Tuesday, 27 January 2015

The Hollywood Revue of 1929 (1929)

The Hollywood Revue of 1929 is of interest more for the part it plays in cinema history and the once-in-a-lifetime cast rather than the actual content of the film. Presumably anxious to show off the new medium of talking pictures, MGM did not waste valuable time writing a script. Instead, the studio bosses simply rounded up their brightest and best talent, shoved them on a stage, pointed a camera (just one by the look of things) and let them get on with songs, dances and comedy routines.

The entire thing is filmed with all the cinematic flair of a parent recording their child’s school play, and the rigid camera and uninspired angles often sap much of the energy and talent of the performers for the viewer. Of course, a non-stop parade of variety acts would be perfectly fine for those watching in a theatrical setting, as the immediacy and the atmosphere from the audience would more than compensate for the repetitive format. However, this film was made to an empty house, making the corny banter of hosts Conrad Nagel and Jack Benny fall flat, something not helped by having them address the non-existent theatre audience, rather than the camera.
Unlike other films that use the revue format, The Hollywood Revue of 1929 has no story, either to link the skits or run in the background, surprising, and a little frustrating, given that silent pioneers – including some on this bill - had been hard at work developing cinema in order to tell stories. They had also invented a few tricks and techniques that were unique to the medium, but these are few and far between here.

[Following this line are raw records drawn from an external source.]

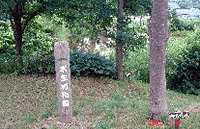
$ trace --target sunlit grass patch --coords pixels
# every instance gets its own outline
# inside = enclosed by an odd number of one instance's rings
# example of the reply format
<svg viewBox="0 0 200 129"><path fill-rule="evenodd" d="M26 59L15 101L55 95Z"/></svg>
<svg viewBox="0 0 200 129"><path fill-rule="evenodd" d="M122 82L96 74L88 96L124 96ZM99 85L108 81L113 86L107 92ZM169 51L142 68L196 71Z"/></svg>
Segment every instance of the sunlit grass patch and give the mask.
<svg viewBox="0 0 200 129"><path fill-rule="evenodd" d="M157 127L142 122L149 116L149 84L134 84L133 81L73 78L73 123L64 124L58 120L54 79L31 76L1 78L0 128L155 129ZM170 112L189 110L191 113L188 120L181 121L181 127L199 127L199 96L171 90L167 93ZM170 129L172 126L164 125L162 128Z"/></svg>

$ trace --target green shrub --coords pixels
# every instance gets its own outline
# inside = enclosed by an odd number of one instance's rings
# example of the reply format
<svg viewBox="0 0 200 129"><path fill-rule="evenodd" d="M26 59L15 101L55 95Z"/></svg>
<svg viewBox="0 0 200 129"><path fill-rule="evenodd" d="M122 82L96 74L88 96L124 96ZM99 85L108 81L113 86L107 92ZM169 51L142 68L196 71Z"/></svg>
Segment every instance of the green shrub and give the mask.
<svg viewBox="0 0 200 129"><path fill-rule="evenodd" d="M124 56L124 73L132 72L133 78L149 82L149 46L126 51Z"/></svg>
<svg viewBox="0 0 200 129"><path fill-rule="evenodd" d="M192 20L180 20L174 11L170 12L170 30L194 30L195 24Z"/></svg>
<svg viewBox="0 0 200 129"><path fill-rule="evenodd" d="M0 73L6 74L54 74L54 67L53 55L24 55L21 63L11 55L4 55L0 59ZM114 64L105 57L81 51L70 53L70 69L72 75L112 76L115 73Z"/></svg>
<svg viewBox="0 0 200 129"><path fill-rule="evenodd" d="M190 44L177 60L177 72L169 81L169 88L183 93L200 94L200 44Z"/></svg>
<svg viewBox="0 0 200 129"><path fill-rule="evenodd" d="M114 75L114 64L98 54L74 51L70 53L72 75Z"/></svg>

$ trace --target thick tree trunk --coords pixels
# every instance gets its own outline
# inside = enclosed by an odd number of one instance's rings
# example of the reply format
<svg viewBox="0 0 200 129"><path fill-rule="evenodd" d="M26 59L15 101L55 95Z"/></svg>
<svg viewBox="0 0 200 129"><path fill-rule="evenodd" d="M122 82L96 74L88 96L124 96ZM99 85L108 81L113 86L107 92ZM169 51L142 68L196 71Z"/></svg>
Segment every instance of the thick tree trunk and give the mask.
<svg viewBox="0 0 200 129"><path fill-rule="evenodd" d="M160 120L167 115L166 94L166 44L169 37L167 26L167 1L153 0L151 21L148 25L150 35L150 116Z"/></svg>
<svg viewBox="0 0 200 129"><path fill-rule="evenodd" d="M123 15L123 8L124 8L124 0L118 1L118 25L117 25L117 32L122 29L120 25ZM117 33L117 40L116 40L116 68L117 68L117 79L123 78L123 43L121 40L120 33Z"/></svg>

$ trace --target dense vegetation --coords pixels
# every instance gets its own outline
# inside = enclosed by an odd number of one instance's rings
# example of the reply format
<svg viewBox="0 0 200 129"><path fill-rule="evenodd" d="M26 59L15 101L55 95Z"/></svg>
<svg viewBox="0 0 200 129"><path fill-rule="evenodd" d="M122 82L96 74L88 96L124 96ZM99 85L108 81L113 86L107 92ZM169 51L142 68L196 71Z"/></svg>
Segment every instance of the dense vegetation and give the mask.
<svg viewBox="0 0 200 129"><path fill-rule="evenodd" d="M60 21L61 19L59 19L58 17L54 17L54 20L49 20L48 18L42 18L41 16L39 16L34 20L32 24L29 25L30 27L27 29L27 33L24 36L25 42L23 46L24 55L22 57L22 62L16 61L14 50L14 37L11 32L11 28L9 27L10 23L1 22L1 74L55 73L53 55L45 54L52 51L52 45L54 41L65 39L70 36L72 36L73 39L73 37L75 36L75 33L73 35L64 35L63 33L67 32L67 28L65 27L65 32L60 31L63 27L63 24ZM199 24L200 22L198 20L180 21L180 19L178 19L176 15L172 15L171 17L170 27L172 33L167 46L168 60L166 67L168 88L170 89L178 90L184 93L199 94L199 83L196 81L199 79L199 77L196 73L194 73L194 71L198 69L199 63L197 58L198 51L195 51L194 49L195 44L197 44L198 46L200 42ZM190 27L188 27L188 25ZM131 28L133 27L134 31L137 33L147 32L145 26L139 26L137 22L131 23L129 26ZM128 29L130 30L130 28ZM89 33L86 30L82 30L80 34L82 36L86 36ZM79 34L77 33L76 35ZM138 43L137 46L133 46L130 43L131 39L126 38L127 41L124 40L127 42L127 44L124 46L124 73L132 72L132 78L148 83L150 71L148 63L149 47L146 44L146 39L147 37L145 35L142 35L142 37L136 37L134 39L134 42L136 43L134 44ZM76 40L74 41L72 40L71 43L80 42L81 40L82 39L79 35L79 38L76 38ZM109 47L112 47L112 45ZM186 58L186 56L188 56L187 52L193 54L193 56L190 55ZM115 72L114 64L106 60L104 57L99 56L98 54L86 52L81 53L78 51L74 51L74 54L72 53L71 56L72 75L101 74L113 76ZM75 60L75 58L77 57L83 59ZM114 62L115 52L112 52L111 55L108 55L108 57L106 58ZM84 61L87 60L91 60L91 62L84 63ZM73 65L75 64L75 61L76 65ZM105 63L98 63L102 61L105 61ZM106 63L107 61L110 63ZM188 66L183 65L186 62L193 62L193 64L191 64L193 66L192 71L185 71L185 69L189 68ZM185 77L180 77L180 73L183 73ZM174 80L177 79L179 83L177 83L176 85L176 82Z"/></svg>

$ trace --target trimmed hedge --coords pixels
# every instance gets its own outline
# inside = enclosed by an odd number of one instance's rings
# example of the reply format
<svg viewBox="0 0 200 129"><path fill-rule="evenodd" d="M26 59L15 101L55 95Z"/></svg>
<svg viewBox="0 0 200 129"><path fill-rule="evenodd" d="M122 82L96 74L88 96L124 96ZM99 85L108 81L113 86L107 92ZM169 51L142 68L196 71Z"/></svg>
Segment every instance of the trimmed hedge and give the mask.
<svg viewBox="0 0 200 129"><path fill-rule="evenodd" d="M0 73L5 74L54 74L53 55L25 55L21 62L16 56L4 55L0 59ZM115 66L110 60L98 54L74 51L70 53L72 75L112 76Z"/></svg>

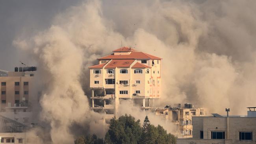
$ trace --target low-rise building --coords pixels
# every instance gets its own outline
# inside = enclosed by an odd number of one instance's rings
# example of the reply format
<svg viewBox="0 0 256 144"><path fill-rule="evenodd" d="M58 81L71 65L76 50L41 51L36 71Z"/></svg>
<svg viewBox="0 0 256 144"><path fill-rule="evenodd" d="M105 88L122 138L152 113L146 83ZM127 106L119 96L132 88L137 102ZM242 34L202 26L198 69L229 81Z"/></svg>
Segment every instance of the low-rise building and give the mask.
<svg viewBox="0 0 256 144"><path fill-rule="evenodd" d="M256 144L255 108L249 107L247 116L193 116L193 138L178 139L177 144Z"/></svg>
<svg viewBox="0 0 256 144"><path fill-rule="evenodd" d="M204 111L202 108L193 107L191 104L185 103L184 107L172 107L167 105L164 108L158 108L155 110L156 114L162 117L165 122L171 122L177 126L179 132L179 138L192 137L193 126L192 118L195 116L202 116Z"/></svg>

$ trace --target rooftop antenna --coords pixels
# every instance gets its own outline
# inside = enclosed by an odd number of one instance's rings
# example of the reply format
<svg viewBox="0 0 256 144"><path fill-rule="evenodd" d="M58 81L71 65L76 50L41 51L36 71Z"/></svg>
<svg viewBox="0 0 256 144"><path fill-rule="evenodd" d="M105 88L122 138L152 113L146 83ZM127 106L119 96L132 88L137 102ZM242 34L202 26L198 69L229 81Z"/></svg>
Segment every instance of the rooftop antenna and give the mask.
<svg viewBox="0 0 256 144"><path fill-rule="evenodd" d="M226 108L226 111L227 112L227 117L228 117L228 112L230 111L230 108Z"/></svg>

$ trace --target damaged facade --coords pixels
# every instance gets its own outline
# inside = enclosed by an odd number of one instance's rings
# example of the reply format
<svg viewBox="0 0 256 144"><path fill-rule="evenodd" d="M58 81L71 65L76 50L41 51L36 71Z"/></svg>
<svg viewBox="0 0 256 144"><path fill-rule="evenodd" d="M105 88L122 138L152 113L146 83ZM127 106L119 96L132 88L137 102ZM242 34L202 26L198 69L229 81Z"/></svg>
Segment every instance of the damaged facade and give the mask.
<svg viewBox="0 0 256 144"><path fill-rule="evenodd" d="M144 111L154 107L161 97L162 59L130 48L113 52L89 67L91 109L104 113L107 120L116 116L125 102Z"/></svg>
<svg viewBox="0 0 256 144"><path fill-rule="evenodd" d="M192 137L193 126L192 118L195 116L202 116L205 114L202 108L193 107L191 104L185 103L181 107L180 104L176 107L167 105L163 108L157 108L155 111L156 114L162 117L166 123L173 122L177 126L179 137Z"/></svg>

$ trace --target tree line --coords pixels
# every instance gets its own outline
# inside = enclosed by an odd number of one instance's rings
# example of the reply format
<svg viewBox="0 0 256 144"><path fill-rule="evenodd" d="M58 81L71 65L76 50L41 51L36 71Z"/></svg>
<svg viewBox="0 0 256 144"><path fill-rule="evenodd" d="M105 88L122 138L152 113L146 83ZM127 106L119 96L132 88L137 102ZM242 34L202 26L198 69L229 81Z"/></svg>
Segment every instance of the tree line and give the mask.
<svg viewBox="0 0 256 144"><path fill-rule="evenodd" d="M176 144L176 137L167 133L163 127L155 126L150 123L146 116L143 126L140 121L135 120L131 115L126 114L118 119L113 118L105 138L100 138L93 134L78 137L75 144Z"/></svg>

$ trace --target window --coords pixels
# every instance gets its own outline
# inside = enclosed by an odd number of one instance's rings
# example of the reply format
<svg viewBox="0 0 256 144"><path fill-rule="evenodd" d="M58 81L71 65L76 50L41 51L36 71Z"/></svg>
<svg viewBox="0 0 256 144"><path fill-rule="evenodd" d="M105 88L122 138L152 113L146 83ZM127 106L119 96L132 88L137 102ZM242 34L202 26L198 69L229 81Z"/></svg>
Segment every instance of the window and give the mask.
<svg viewBox="0 0 256 144"><path fill-rule="evenodd" d="M212 131L211 139L225 139L225 132Z"/></svg>
<svg viewBox="0 0 256 144"><path fill-rule="evenodd" d="M134 70L134 74L142 74L142 70L140 69Z"/></svg>
<svg viewBox="0 0 256 144"><path fill-rule="evenodd" d="M28 118L24 118L23 120L24 120L24 122L28 122Z"/></svg>
<svg viewBox="0 0 256 144"><path fill-rule="evenodd" d="M204 131L200 131L200 138L204 139Z"/></svg>
<svg viewBox="0 0 256 144"><path fill-rule="evenodd" d="M120 74L128 74L128 70L125 69L120 70Z"/></svg>
<svg viewBox="0 0 256 144"><path fill-rule="evenodd" d="M196 115L196 112L195 111L192 111L191 112L191 115Z"/></svg>
<svg viewBox="0 0 256 144"><path fill-rule="evenodd" d="M22 143L23 142L23 139L22 138L19 138L18 139L19 140L19 143Z"/></svg>
<svg viewBox="0 0 256 144"><path fill-rule="evenodd" d="M141 63L147 63L147 60L141 60Z"/></svg>
<svg viewBox="0 0 256 144"><path fill-rule="evenodd" d="M102 60L101 61L101 63L107 63L107 61L106 60Z"/></svg>
<svg viewBox="0 0 256 144"><path fill-rule="evenodd" d="M107 85L113 85L115 84L115 79L105 79L105 82Z"/></svg>
<svg viewBox="0 0 256 144"><path fill-rule="evenodd" d="M11 139L10 138L6 139L6 142L11 142Z"/></svg>
<svg viewBox="0 0 256 144"><path fill-rule="evenodd" d="M128 94L128 90L120 90L119 91L119 94Z"/></svg>
<svg viewBox="0 0 256 144"><path fill-rule="evenodd" d="M119 81L119 83L121 84L125 85L128 83L128 81Z"/></svg>
<svg viewBox="0 0 256 144"><path fill-rule="evenodd" d="M100 70L93 70L93 74L100 74Z"/></svg>
<svg viewBox="0 0 256 144"><path fill-rule="evenodd" d="M252 132L239 132L239 140L252 140Z"/></svg>
<svg viewBox="0 0 256 144"><path fill-rule="evenodd" d="M112 74L114 73L114 70L107 70L107 73Z"/></svg>
<svg viewBox="0 0 256 144"><path fill-rule="evenodd" d="M136 94L140 94L141 93L141 91L140 90L135 90L135 93L136 93Z"/></svg>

There are a couple of cinematic touches, such as the opening number where the picture goes (presumably intentionally) negative, or, more successfully, where Bessie Love initially appears in miniature (inside Jack Benny's pocket of all places) before growing to full size to complete her number. In fact, the effect is so successful that it is repeated later in the film with Marion Davies and her soldier-themed routine.

Despite this there are enough points of interest both on and off screen for fans of the films and the history of early Tinseltown to watch The Hollywood Revue of 1929 at least once. For a start, it marks the first on screen appearance of the song Singin' in the Rain, more than 20 years before co-writer Arthur Freed, in his later capacity as an MGM producer, would use it as the basis of the classic film of the same name.

We also get to see early talkie appearances from silent stars such as Laurel and Hardy, in an enjoyable routine playing bungling magicians, and Buster Keaton, doing pratfalls in a scene that lacks the purely cinematic invention of his classic work. Meanwhile, Joan Crawford, introduced as "the personification of youth, beauty, joy and happiness", shows off her lesser known song and dance talents.

While it may make for an uneven, often grating watch, not helped by the nearly two hours running time, there is no denying the place of The Hollywood Revue of 1929 in the story of cinema as a medium. Films like this were part of a process that separated those, like Crawford or Laurel & Hardy, who could adapt to sound from those who couldn't, such as, sadly, Keaton.